NEW YORK: Retweeting or sharing information on the micro-blogging site can actually make things worse for you as it creates a “cognitive overload” that interferes with learning and retaining what you've just seen, researchers report.
According to the team from Cornell University in the US, that “overload” can spill over and diminish performance in the real world. "Most people don't post original ideas any more. You just share what you read with your friends," said Qi Wang, professor of human development at Cornell.
“But they don't realise that sharing has a downside. It may interfere with other things we do,” he warned.
Wang and colleagues in China conducted experiments showing that "retweeting" interfered with learning and memory, both online and off. The experiments were conducted at Beijing University, with a group of Chinese college students as subjects.
At computers in a laboratory setting, two groups were presented with a series of messages from Weibo - the Chinese equivalent of Twitter. After reading each message, members of one group had options either to repost or go on to the next message. The other group was given only the "next" option.
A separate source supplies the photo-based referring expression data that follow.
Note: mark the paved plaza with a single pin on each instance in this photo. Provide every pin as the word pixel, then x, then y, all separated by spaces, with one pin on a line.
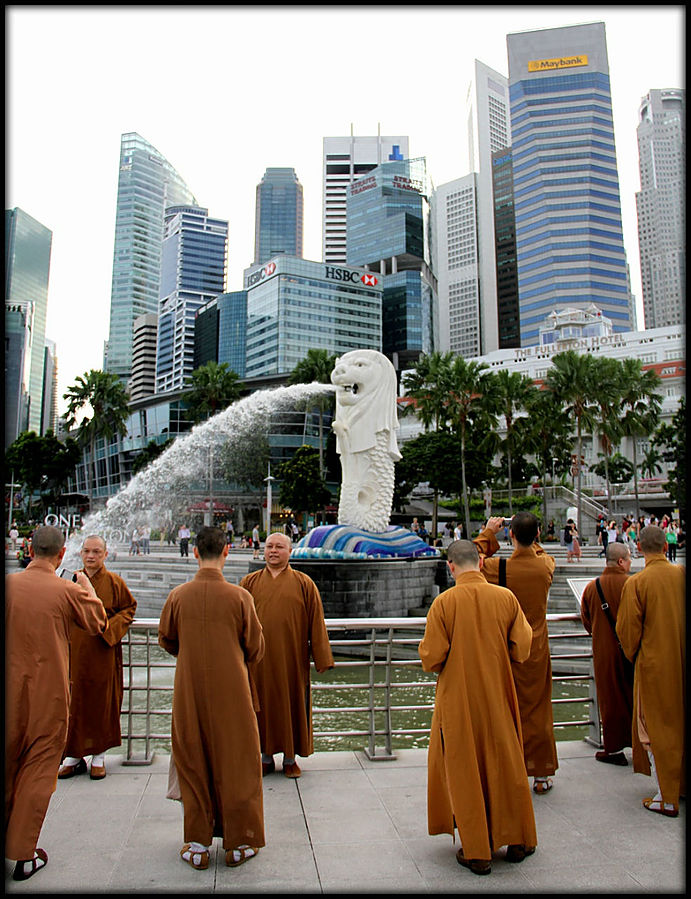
pixel 351 825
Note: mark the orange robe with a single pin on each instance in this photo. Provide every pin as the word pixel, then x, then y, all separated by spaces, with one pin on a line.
pixel 96 672
pixel 613 678
pixel 212 628
pixel 651 626
pixel 529 573
pixel 39 609
pixel 290 609
pixel 476 775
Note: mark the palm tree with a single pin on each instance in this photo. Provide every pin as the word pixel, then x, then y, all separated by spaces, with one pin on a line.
pixel 514 392
pixel 106 395
pixel 642 406
pixel 317 366
pixel 572 381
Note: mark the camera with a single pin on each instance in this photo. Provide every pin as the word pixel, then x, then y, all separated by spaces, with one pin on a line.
pixel 67 574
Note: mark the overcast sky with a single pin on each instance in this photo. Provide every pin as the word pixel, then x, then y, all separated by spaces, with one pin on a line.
pixel 225 92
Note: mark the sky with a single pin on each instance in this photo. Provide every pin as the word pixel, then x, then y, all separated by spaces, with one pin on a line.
pixel 223 92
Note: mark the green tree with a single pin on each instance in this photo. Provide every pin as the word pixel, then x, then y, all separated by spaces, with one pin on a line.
pixel 105 395
pixel 316 366
pixel 211 388
pixel 641 405
pixel 572 381
pixel 302 487
pixel 514 392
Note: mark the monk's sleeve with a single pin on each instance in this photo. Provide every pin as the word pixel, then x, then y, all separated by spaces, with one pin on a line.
pixel 434 646
pixel 318 634
pixel 87 610
pixel 630 620
pixel 167 628
pixel 124 607
pixel 520 636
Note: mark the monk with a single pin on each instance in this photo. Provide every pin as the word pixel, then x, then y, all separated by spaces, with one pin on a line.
pixel 613 672
pixel 529 573
pixel 96 670
pixel 213 630
pixel 477 780
pixel 39 610
pixel 651 626
pixel 290 609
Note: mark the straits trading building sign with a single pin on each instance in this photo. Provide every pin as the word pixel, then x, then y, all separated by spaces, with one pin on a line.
pixel 562 62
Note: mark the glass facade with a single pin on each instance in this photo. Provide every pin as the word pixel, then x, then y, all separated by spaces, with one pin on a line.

After finishing a series of messages, the students were given an online test on the content of those messages. Those in the repost group offered almost twice as many wrong answers and often demonstrated poor comprehension.
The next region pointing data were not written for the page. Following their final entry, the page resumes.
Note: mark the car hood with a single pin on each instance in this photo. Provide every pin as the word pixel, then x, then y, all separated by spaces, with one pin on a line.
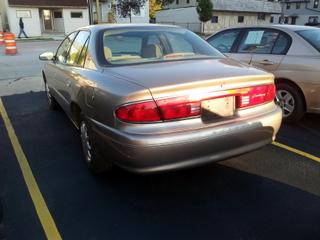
pixel 189 74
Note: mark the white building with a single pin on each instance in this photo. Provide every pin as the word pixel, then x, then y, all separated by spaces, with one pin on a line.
pixel 109 14
pixel 44 16
pixel 225 13
pixel 301 12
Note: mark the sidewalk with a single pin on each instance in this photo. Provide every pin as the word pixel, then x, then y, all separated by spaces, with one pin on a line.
pixel 44 37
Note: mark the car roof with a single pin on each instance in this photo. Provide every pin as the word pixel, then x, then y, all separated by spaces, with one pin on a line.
pixel 284 27
pixel 117 26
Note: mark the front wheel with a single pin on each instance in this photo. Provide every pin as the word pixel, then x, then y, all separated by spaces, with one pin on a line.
pixel 291 102
pixel 96 163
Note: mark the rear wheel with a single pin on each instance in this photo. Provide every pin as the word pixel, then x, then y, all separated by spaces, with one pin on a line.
pixel 291 102
pixel 94 160
pixel 53 104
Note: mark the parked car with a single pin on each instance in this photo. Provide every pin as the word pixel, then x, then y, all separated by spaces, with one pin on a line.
pixel 150 98
pixel 291 53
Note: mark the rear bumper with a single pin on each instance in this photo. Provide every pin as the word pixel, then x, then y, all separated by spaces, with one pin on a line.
pixel 163 152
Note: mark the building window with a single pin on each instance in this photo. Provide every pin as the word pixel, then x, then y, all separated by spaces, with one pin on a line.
pixel 76 15
pixel 313 20
pixel 57 14
pixel 286 20
pixel 214 19
pixel 23 13
pixel 261 16
pixel 240 19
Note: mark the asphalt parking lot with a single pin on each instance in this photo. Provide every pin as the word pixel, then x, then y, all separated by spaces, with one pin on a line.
pixel 272 193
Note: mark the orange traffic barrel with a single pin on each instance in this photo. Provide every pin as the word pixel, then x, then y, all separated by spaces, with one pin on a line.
pixel 1 38
pixel 10 43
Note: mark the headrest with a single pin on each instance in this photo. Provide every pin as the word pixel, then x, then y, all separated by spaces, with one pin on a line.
pixel 151 51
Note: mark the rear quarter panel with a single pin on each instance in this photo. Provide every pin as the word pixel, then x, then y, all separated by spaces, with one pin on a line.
pixel 305 72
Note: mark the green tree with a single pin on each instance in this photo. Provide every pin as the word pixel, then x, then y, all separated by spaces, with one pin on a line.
pixel 204 10
pixel 127 7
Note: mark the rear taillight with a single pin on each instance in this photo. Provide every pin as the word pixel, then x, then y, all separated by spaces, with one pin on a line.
pixel 185 107
pixel 255 96
pixel 139 112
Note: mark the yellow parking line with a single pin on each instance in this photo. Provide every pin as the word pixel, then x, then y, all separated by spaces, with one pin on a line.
pixel 42 210
pixel 296 151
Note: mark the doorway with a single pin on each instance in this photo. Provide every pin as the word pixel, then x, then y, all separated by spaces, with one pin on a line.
pixel 47 20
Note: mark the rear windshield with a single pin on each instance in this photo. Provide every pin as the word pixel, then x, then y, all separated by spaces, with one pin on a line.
pixel 311 36
pixel 130 46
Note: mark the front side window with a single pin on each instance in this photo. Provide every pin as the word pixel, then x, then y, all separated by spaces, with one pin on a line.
pixel 76 14
pixel 224 41
pixel 77 47
pixel 62 52
pixel 258 41
pixel 137 45
pixel 311 36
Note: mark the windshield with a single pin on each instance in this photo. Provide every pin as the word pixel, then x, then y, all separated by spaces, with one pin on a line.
pixel 312 36
pixel 134 45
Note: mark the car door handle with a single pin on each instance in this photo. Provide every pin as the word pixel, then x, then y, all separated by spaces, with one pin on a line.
pixel 266 62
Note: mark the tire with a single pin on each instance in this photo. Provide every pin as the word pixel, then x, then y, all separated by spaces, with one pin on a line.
pixel 94 160
pixel 291 102
pixel 52 102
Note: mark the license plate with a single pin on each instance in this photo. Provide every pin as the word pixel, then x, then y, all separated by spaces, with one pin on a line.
pixel 220 107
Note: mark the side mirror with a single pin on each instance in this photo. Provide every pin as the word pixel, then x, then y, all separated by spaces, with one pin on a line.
pixel 46 56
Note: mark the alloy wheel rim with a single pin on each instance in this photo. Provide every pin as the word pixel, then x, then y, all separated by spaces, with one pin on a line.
pixel 286 102
pixel 85 142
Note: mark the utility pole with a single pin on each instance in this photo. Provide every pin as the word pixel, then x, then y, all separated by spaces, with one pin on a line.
pixel 282 11
pixel 98 11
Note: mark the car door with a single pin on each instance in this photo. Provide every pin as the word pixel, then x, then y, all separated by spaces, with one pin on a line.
pixel 74 64
pixel 266 46
pixel 62 70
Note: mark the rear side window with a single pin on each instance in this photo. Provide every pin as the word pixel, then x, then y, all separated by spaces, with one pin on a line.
pixel 224 41
pixel 123 45
pixel 262 41
pixel 311 36
pixel 178 43
pixel 282 44
pixel 63 49
pixel 76 48
pixel 83 55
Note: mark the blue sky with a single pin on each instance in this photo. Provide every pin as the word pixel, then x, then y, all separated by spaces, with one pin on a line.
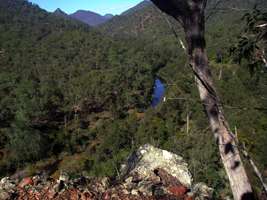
pixel 99 6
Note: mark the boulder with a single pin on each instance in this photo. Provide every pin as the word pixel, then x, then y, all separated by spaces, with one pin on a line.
pixel 147 158
pixel 202 192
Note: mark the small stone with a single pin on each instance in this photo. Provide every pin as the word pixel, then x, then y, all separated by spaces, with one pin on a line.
pixel 25 182
pixel 64 177
pixel 178 191
pixel 202 191
pixel 4 195
pixel 134 192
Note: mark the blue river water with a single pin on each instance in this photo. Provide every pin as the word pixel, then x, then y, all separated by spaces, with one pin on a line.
pixel 158 93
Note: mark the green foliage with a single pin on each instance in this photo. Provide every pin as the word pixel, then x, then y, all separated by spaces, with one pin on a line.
pixel 74 96
pixel 252 42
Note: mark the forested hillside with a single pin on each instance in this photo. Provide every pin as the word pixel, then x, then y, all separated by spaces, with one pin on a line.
pixel 78 99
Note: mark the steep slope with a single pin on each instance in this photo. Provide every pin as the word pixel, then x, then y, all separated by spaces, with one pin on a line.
pixel 90 18
pixel 60 13
pixel 77 101
pixel 146 21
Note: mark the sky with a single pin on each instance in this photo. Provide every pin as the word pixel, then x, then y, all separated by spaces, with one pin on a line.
pixel 98 6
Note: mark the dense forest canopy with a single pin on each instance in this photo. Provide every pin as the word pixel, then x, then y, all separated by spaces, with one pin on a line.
pixel 79 98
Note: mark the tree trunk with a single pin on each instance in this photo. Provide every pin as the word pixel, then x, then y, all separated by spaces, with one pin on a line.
pixel 225 139
pixel 190 13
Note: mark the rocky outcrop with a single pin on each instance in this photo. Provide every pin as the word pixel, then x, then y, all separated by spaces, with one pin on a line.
pixel 148 174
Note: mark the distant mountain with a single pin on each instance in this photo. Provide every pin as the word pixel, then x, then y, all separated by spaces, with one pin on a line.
pixel 91 18
pixel 61 13
pixel 146 21
pixel 139 6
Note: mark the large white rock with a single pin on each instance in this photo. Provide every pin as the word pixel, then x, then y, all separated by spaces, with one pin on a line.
pixel 148 158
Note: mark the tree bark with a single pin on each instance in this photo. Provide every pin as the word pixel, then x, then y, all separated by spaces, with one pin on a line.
pixel 190 13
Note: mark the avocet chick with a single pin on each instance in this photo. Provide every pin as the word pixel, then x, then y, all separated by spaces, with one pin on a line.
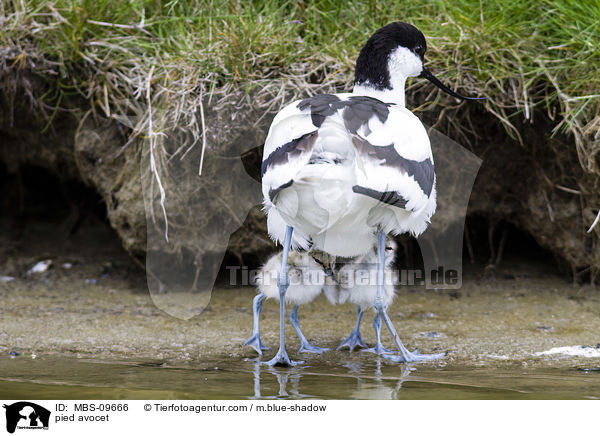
pixel 358 285
pixel 307 279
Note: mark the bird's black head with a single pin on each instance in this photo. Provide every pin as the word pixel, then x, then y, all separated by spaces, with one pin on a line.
pixel 372 62
pixel 398 48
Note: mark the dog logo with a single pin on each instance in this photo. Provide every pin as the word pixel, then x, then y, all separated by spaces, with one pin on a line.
pixel 26 415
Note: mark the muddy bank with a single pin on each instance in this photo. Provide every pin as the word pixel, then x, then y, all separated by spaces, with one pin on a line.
pixel 501 323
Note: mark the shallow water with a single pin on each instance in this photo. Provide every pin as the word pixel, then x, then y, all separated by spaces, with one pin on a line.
pixel 373 378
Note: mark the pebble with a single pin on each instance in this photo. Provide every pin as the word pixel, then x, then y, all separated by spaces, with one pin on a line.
pixel 40 267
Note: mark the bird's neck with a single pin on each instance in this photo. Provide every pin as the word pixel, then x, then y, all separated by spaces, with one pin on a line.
pixel 393 95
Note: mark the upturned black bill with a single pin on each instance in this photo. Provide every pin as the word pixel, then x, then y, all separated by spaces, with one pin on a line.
pixel 429 76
What they did remember they often remembered poorly, Wang reported. "For things that they reposted, they remembered especially worse," she added. The researchers found that reposters were suffering from "cognitive overload."
“When there is a choice to share or not share, the decision itself consumes cognitive resources,” Wang explained.
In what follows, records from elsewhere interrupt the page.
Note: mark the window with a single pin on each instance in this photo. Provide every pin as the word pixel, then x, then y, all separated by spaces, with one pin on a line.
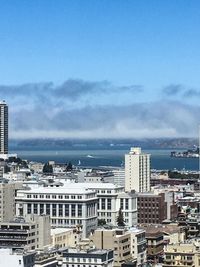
pixel 67 210
pixel 103 204
pixel 73 210
pixel 53 209
pixel 35 211
pixel 122 203
pixel 29 209
pixel 109 204
pixel 126 204
pixel 60 211
pixel 79 210
pixel 48 209
pixel 41 208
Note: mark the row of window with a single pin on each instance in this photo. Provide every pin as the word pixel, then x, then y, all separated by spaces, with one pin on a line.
pixel 47 196
pixel 53 210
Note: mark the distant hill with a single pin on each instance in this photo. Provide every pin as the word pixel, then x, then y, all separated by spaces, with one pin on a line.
pixel 62 144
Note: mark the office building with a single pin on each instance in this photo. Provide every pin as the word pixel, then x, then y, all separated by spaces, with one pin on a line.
pixel 16 258
pixel 182 254
pixel 129 245
pixel 67 206
pixel 3 128
pixel 138 245
pixel 76 257
pixel 137 171
pixel 30 233
pixel 7 201
pixel 65 237
pixel 110 199
pixel 152 208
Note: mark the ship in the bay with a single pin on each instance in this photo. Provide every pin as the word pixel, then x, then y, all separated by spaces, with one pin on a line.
pixel 190 153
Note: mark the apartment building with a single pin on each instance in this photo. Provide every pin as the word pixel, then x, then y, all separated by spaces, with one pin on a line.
pixel 7 201
pixel 137 170
pixel 155 244
pixel 110 199
pixel 32 233
pixel 118 239
pixel 65 237
pixel 76 257
pixel 152 208
pixel 138 245
pixel 67 206
pixel 183 254
pixel 16 258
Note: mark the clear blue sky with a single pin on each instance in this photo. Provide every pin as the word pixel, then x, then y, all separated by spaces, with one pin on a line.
pixel 152 43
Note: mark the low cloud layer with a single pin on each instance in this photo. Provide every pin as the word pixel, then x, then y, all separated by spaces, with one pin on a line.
pixel 82 109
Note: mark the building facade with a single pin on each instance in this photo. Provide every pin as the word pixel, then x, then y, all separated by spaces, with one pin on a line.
pixel 137 171
pixel 3 128
pixel 117 239
pixel 67 207
pixel 76 257
pixel 152 208
pixel 7 201
pixel 32 233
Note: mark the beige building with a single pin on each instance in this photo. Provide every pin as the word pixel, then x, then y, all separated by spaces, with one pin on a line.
pixel 7 201
pixel 138 245
pixel 137 171
pixel 117 239
pixel 30 233
pixel 64 237
pixel 182 254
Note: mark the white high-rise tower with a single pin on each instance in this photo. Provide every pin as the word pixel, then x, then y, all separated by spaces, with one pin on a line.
pixel 137 170
pixel 3 128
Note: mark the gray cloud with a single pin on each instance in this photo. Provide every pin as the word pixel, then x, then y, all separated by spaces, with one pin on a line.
pixel 192 93
pixel 173 89
pixel 156 119
pixel 46 110
pixel 72 89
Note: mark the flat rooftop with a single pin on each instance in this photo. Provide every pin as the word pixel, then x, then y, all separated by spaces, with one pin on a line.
pixel 57 231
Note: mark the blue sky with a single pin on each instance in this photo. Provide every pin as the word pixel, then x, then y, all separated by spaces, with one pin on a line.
pixel 120 68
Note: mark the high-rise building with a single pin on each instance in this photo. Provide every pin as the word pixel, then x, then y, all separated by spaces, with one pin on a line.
pixel 3 128
pixel 137 170
pixel 7 201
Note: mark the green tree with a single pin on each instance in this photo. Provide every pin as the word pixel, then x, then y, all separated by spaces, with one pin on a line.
pixel 120 218
pixel 47 168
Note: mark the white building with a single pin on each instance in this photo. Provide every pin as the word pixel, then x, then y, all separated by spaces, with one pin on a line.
pixel 67 206
pixel 16 258
pixel 7 201
pixel 137 170
pixel 90 257
pixel 110 199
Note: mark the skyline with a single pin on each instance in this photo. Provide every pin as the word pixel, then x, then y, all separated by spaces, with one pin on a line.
pixel 110 69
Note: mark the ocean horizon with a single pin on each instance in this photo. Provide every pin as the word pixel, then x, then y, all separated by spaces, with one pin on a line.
pixel 160 158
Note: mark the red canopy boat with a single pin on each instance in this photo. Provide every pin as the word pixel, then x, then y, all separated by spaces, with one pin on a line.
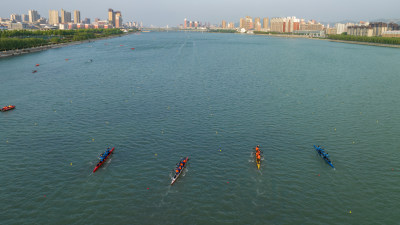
pixel 103 159
pixel 6 108
pixel 179 171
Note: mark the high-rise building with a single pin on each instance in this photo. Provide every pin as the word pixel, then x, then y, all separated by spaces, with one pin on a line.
pixel 53 17
pixel 15 18
pixel 77 16
pixel 65 16
pixel 285 24
pixel 118 19
pixel 241 23
pixel 223 24
pixel 111 17
pixel 257 24
pixel 33 16
pixel 265 23
pixel 25 18
pixel 378 28
pixel 86 21
pixel 248 23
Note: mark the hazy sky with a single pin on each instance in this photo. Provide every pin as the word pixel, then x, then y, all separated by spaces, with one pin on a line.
pixel 172 12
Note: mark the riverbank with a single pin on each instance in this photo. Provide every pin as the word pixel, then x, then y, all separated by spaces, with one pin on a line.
pixel 286 35
pixel 18 52
pixel 332 40
pixel 364 43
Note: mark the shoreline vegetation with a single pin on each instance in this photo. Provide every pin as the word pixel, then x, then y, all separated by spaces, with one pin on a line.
pixel 18 42
pixel 342 38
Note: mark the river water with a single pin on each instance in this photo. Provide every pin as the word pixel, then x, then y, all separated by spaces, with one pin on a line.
pixel 212 97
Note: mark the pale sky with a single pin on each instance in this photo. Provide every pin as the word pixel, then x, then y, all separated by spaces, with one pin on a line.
pixel 173 12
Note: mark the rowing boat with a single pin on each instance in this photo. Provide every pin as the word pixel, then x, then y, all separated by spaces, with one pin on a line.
pixel 6 108
pixel 186 159
pixel 321 152
pixel 258 160
pixel 101 162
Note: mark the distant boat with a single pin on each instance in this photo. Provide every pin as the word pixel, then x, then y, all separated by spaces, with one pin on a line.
pixel 6 108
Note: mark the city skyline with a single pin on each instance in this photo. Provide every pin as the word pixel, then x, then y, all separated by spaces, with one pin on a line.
pixel 161 13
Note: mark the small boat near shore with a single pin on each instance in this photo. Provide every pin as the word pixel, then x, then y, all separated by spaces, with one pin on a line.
pixel 7 108
pixel 103 158
pixel 321 152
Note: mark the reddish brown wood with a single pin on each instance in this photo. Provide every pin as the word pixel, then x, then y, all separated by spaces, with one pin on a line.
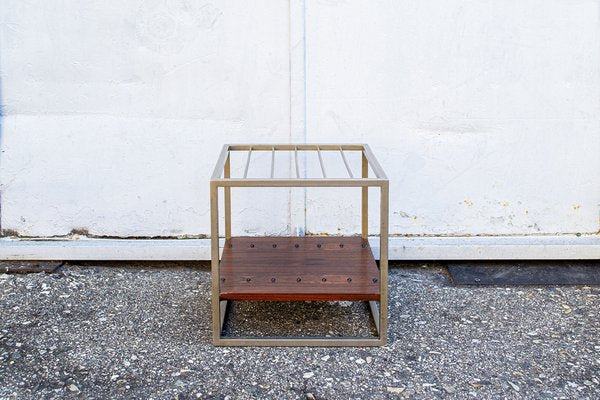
pixel 298 268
After viewing a series of Weibo messages, the students were given an unrelated paper test on their comprehension of a “New Scientist” article. Again, participants in the no-feedback group outperformed the reposters. The results confirmed a higher cognitive drain for the repost group.
"The sharing leads to cognitive overload, and that interferes with the subsequent task," Wang said.
“In real life when students are surfing online and exchanging information and right after that they go to take a test, they may perform worse," she suggested in a paper described in the journal Computers in Human Behavior.
The researchers suggest that web interfaces should be designed to promote rather than interfere with cognitive processing. "Online design should be simple and task-relevant," Wang noted.